PROPÓSITOS E CAMARADAGEM

Perguntas foram projetadas para deixar um assunto interessante e ampliar a área de entendimento sobre um determinado tópico. O ideal é que elas fomentem debates com uma troca engenhosa de perspectivas. É assim que novas idéias nascem, é deste tecido que as descobertas são feitas. E isso exige que as perguntas sejam elaboradas com um propósito, não por acaso.

Quando as boas perguntas começarem a fazer parte de sua rotina, você rapidamente perceberá uma melhoria na qualidade de seus relacionamentos interpessoais.

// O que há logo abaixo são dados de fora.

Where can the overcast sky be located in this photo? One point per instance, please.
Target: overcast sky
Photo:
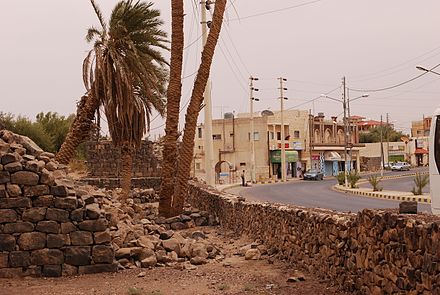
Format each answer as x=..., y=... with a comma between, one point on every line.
x=373, y=43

Para ser bem camarada, vou lhe passar uma lista com 20 perguntas inteligentes para um test-drive. Faça bom uso delas:

  1. Poderia falar um pouco sobre sua história?
  1. Por que está interessado nisso ou naquilo?
  1. Quais são as pessoas que mais lhe influenciaram?
  1. Qual é sua principal contribuição em seu trabalho ou em sua família ou para com seus amigos?
  1. Qual foi seu maior desafio até aqui?
  1. O que faz no seu tempo livre?
  1. Onde se vê em 10 anos?
  1. Qual foi o último livro que você leu?
  1. Se pudesse mudar algo em seu passado, o que mudaria?
  1. Você está fazendo aquilo em que acredita ou se conformou com o que está fazendo?
  1. Se a expectativa média de vida humana fosse de 40 anos, você estaria vivendo sua vida de outra maneira?
  1. Se pudesse dar a uma criança só um conselho, qual seria?
  1. O que gostaria de fazer que ainda não fez?
  1. O que está prendendo você de fazer aquilo que realmente quer?
  1. Qual é a coisa pela qual é extremamente grato?
  1. Há algo que possa dizer que é maravilhoso em sua vida?
  1. O que te chateava há 5 anos atrás, ainda te chateia?
  1. Qual é a sua memória mais feliz infância?
  1. Em que momento nos últimos tempos se sentiu mais apaixonado e vivo?
  1. Quando é a hora de parar de calcular riscos e recompensas e ir em busca daquilo que você quer?